I was reading an article in the current issue of the Journal of Military History and it hit me once again that there are no memoirs from Germans in World War II that are really honest about what they thought. The article in question is Hagermann, Karen. Mobilizing Women for War: The History, Historiography, and Memory of German Women’s War Service in the Two World Wars Journal of Military History, Vol. 75 no. 4 (October 2011), 1055-1094. I actually don’t have a problem with the article itself, it is written well although I don’t necessarily agree with the vaguely feminist premise of the article itself, it is pretty interesting.

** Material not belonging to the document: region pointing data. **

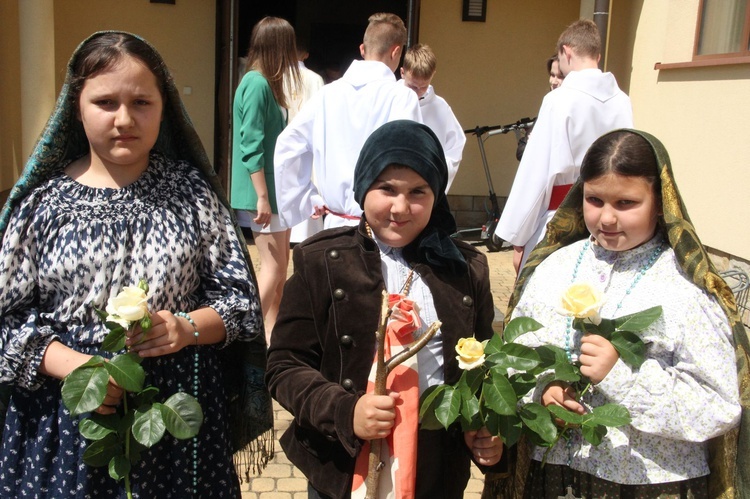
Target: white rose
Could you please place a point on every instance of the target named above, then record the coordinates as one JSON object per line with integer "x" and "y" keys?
{"x": 129, "y": 304}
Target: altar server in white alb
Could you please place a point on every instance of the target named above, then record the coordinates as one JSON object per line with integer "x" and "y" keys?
{"x": 417, "y": 72}
{"x": 587, "y": 105}
{"x": 298, "y": 95}
{"x": 328, "y": 133}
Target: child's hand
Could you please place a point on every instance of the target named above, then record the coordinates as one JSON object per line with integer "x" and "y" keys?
{"x": 562, "y": 394}
{"x": 168, "y": 334}
{"x": 597, "y": 358}
{"x": 487, "y": 448}
{"x": 375, "y": 415}
{"x": 112, "y": 399}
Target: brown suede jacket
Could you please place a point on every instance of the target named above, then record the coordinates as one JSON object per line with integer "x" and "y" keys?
{"x": 323, "y": 343}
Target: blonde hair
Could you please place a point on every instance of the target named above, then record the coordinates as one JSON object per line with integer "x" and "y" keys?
{"x": 273, "y": 53}
{"x": 420, "y": 61}
{"x": 583, "y": 38}
{"x": 383, "y": 32}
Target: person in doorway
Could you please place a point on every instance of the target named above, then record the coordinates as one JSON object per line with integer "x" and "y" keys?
{"x": 328, "y": 133}
{"x": 259, "y": 113}
{"x": 555, "y": 80}
{"x": 587, "y": 104}
{"x": 311, "y": 82}
{"x": 555, "y": 75}
{"x": 417, "y": 73}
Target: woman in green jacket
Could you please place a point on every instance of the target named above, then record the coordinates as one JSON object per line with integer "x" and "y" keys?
{"x": 259, "y": 117}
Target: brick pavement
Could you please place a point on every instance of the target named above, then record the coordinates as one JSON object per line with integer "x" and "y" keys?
{"x": 281, "y": 480}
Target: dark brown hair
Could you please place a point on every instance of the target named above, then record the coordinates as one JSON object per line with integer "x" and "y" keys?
{"x": 624, "y": 153}
{"x": 583, "y": 38}
{"x": 103, "y": 52}
{"x": 273, "y": 53}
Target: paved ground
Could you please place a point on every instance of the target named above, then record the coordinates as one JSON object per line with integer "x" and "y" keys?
{"x": 281, "y": 480}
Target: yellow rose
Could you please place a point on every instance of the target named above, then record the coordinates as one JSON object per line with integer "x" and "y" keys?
{"x": 470, "y": 353}
{"x": 583, "y": 301}
{"x": 129, "y": 304}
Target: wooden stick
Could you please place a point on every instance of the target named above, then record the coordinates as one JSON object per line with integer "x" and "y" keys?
{"x": 382, "y": 370}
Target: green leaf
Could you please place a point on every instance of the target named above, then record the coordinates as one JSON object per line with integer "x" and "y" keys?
{"x": 469, "y": 415}
{"x": 515, "y": 356}
{"x": 101, "y": 314}
{"x": 146, "y": 396}
{"x": 127, "y": 372}
{"x": 100, "y": 452}
{"x": 493, "y": 346}
{"x": 631, "y": 348}
{"x": 498, "y": 394}
{"x": 519, "y": 326}
{"x": 565, "y": 415}
{"x": 148, "y": 426}
{"x": 549, "y": 356}
{"x": 565, "y": 371}
{"x": 449, "y": 406}
{"x": 429, "y": 401}
{"x": 638, "y": 321}
{"x": 119, "y": 467}
{"x": 183, "y": 415}
{"x": 98, "y": 426}
{"x": 522, "y": 383}
{"x": 470, "y": 382}
{"x": 85, "y": 387}
{"x": 509, "y": 428}
{"x": 594, "y": 433}
{"x": 115, "y": 339}
{"x": 538, "y": 419}
{"x": 610, "y": 415}
{"x": 146, "y": 322}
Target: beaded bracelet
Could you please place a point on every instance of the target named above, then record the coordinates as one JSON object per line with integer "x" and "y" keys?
{"x": 192, "y": 323}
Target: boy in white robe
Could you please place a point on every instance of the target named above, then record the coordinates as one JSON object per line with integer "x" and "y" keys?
{"x": 587, "y": 105}
{"x": 311, "y": 83}
{"x": 328, "y": 133}
{"x": 417, "y": 72}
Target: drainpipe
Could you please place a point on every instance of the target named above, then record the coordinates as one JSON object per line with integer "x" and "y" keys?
{"x": 601, "y": 19}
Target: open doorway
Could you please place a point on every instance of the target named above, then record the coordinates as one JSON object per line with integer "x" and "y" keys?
{"x": 331, "y": 29}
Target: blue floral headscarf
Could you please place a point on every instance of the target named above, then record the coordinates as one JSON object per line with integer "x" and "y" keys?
{"x": 64, "y": 140}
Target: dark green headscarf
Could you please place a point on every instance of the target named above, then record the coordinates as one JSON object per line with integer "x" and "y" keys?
{"x": 729, "y": 454}
{"x": 412, "y": 144}
{"x": 64, "y": 140}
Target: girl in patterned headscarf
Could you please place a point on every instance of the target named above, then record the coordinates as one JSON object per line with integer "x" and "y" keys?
{"x": 119, "y": 189}
{"x": 624, "y": 230}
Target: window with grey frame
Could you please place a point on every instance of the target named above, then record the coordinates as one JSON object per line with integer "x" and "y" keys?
{"x": 723, "y": 29}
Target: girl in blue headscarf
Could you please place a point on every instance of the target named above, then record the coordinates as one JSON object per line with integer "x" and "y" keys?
{"x": 119, "y": 189}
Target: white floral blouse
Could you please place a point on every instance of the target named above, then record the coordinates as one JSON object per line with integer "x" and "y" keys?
{"x": 684, "y": 393}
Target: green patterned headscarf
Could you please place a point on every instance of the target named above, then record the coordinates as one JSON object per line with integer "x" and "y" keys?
{"x": 729, "y": 454}
{"x": 62, "y": 141}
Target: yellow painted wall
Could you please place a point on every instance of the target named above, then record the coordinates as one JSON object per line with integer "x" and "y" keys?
{"x": 493, "y": 73}
{"x": 12, "y": 157}
{"x": 184, "y": 34}
{"x": 703, "y": 117}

What struck me is that the memoir described in the article detailed a familiar theme of German WWII memoirs. Namely, that of the idealistic German marching off to war to defend the Fatherland and becoming increasingly disillusioned as the war goes on by the atrocities they witness but being too scared, afraid, duty-bound, obliged, or cowardly to do or say anything about it. What you never hear about except when others are described in these memoirs is the Nazi who not only enjoyed, but positively relished, killing people, especially people considered racial enemies and demonized by the state.

Where are they all?  I don’t recall ever hearing of a memoir published by a German, even under a pseudonym, that describes someone like this.   Given the number out there that talk about how disgusted they were and the sheer numbers killed in the Holocaust alone, never mind in reprisals, I would assume that there had to be some Germans that liked killing people, but who?